Thursday, November 2, 2017

Ghost Traffic on AWS

We're reconfiguring some of our network endpoints at work, and yesterday, the day after Halloween, I see this traffic appear in our local access logs:

127.0.0.1 - - [01/Nov/2017:15:09:43 -0400] "GET /grave/Charles-Karlson/16427428 HTTP/1.1" 404 967

Line after line. Every few seconds someone — or something — is asking about another grave.

This environment was running under Amazon's Elastic Beanstalk service, which assigns public DNS addresses based on the environment name, and I figured we probably weren't the only people to come up with the name tracker-test-two. Which is true, and leads to one of the take-aways that I'll list below. But the truth, as revealed from the ELB access logs, was stranger:

2017-11-01T19:09:43.168404Z awseb-e-f-AWSEBLoa-1FG2EMDGMS77G 46.229.168.73:33060 10.2.187.173:80 0.000045 0.003369 0.00002 404 404 0 967 "GET https://hu.billiongraves.com:443/grave/Charles-Karlson/16427428 HTTP/1.1" "Mozilla/5.0 (compatible; SemrushBot/1.2~bl; +http://www.semrush.com/bot.html)" ECDHE-RSA-AES128-GCM-SHA256 TLSv1.2

That's a real site: if you go to it, you'll see an image of a gravestone and information about the person buried under that stone.

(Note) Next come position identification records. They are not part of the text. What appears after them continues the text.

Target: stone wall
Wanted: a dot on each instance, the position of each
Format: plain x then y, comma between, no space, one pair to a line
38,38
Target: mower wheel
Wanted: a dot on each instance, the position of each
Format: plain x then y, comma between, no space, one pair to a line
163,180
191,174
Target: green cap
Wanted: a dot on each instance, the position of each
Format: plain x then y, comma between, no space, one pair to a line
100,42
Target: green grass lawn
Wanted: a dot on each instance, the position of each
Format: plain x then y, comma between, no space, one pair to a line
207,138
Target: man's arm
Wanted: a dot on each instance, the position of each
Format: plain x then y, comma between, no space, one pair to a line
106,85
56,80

Useful, I'm sure, to people who are tracking their ancestry. But why was the traffic going to our web server?

The answer is DNS caching: to reduce load on the domain name system, intermediate nameservers are allowed to cache the results of a DNS lookup. That generally works pretty well, and billiongraves.com has a 60 second timeout, which should have stopped traffic to that IP address fairly quickly (if you haven't already guessed, they also run on AWS servers, and recently reconfigured their environments). However, some programs and platforms do their own caching, and don't pay attention to the timeout — Java is particularly bad at this. So “sembot” is using its cached value for the URL, and will continue to make those requests until restarted.

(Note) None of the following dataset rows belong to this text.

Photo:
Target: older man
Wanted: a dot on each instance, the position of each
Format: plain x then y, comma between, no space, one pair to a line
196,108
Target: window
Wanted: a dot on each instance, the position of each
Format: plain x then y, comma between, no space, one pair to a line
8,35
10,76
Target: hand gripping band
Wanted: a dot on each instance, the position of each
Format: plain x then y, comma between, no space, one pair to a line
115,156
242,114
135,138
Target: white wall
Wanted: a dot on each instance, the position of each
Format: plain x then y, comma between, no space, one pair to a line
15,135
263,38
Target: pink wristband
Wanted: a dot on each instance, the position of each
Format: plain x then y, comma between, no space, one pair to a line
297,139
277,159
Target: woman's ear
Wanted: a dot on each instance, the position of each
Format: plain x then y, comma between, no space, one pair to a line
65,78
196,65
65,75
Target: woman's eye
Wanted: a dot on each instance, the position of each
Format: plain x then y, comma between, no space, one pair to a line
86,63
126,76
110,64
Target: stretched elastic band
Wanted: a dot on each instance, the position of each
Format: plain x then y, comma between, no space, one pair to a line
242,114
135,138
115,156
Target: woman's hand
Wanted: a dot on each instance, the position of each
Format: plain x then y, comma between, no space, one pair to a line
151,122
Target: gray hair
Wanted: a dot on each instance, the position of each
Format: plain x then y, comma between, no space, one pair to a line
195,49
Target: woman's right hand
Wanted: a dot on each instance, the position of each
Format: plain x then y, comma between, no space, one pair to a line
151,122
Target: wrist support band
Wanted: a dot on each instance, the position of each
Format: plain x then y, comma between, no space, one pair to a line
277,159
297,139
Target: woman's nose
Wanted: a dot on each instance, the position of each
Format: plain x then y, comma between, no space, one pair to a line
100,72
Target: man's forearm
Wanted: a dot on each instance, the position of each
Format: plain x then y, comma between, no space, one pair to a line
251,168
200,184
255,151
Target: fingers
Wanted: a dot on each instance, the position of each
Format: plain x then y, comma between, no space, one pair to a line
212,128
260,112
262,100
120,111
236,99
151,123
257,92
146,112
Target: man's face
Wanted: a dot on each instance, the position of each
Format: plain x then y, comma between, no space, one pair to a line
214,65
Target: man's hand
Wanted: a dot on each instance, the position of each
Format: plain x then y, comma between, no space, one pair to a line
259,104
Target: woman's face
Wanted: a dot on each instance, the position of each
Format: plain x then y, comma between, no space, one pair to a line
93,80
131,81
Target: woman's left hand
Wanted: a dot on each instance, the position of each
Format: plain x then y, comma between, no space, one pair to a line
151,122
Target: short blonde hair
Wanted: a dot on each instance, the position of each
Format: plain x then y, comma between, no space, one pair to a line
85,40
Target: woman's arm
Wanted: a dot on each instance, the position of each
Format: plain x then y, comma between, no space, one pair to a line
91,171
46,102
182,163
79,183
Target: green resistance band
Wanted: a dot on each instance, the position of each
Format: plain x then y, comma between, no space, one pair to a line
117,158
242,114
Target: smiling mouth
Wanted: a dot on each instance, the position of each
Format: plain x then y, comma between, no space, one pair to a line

There was another interesting artifact in our logs, although not quite as spooky:

2017-11-02T11:49:26.343413Z awseb-e-h-AWSEBLoa-1SXOP8PJPZS8R 108.244.128.203:58237 10.230.25.177:80 0.000116 0.013641 0.000074 200 200 0 7520 "GET https://54.243.172.96:443/action/Login/view HTTP/1.1" "Mozilla/5.0 (Windows NT 10.0; WOW64; Trident/7.0; rv:11.0) like Gecko" ECDHE-RSA-AES128-GCM-SHA256 TLSv1.2

This traffic was appearing every few seconds in the logs for our old server group. This isn't a DNS caching issue: it's hitting an explicit IP address. And it doesn't look like a script kiddie trying to find vulnerabilities in our servers: it's always the same endpoint, always from the same source IP (which is probably somewhere in the midwest), and happens every 60 seconds. As far as I can tell, it's a homegrown health-check program.

Which means that someone is going to panic when I shut down that environment later this morning.

To wrap up, here are some take-aways that you might find useful:

  1. Someone had that IP address before you. Expect unexpected traffic, and think about how you will react if it's excessive.
  2. Don't write your own health checks. If you're using an ELB, you can configure it to run a health check and raise an alarm when the health check fails.
  3. If you feel you must write your own health check, use a hostname rather than an explicit IP. I know you think you'll have that IP forever, but you probably won't.
  4. Pick an appropriate time-to-live for your DNS entries. The Internet Police might yell at me for suggesting 60 seconds, but it makes your life a lot easier if you need to transition environments. Interestingly, Google (which hosts this blog) uses 78 seconds.
  5. If you're using Elastic Beanstalk, use URLs that contain random text (the environment ID is a good choice). Remember that it's a shared namespace.
  6. If you're writing an application that repeatedly connects to remote hosts, understand how your platform deals with DNS caching, and try to honor the server's intentions.
  7. If you run billiongraves.com — or any site with similar content — don't change your IPs on Halloween.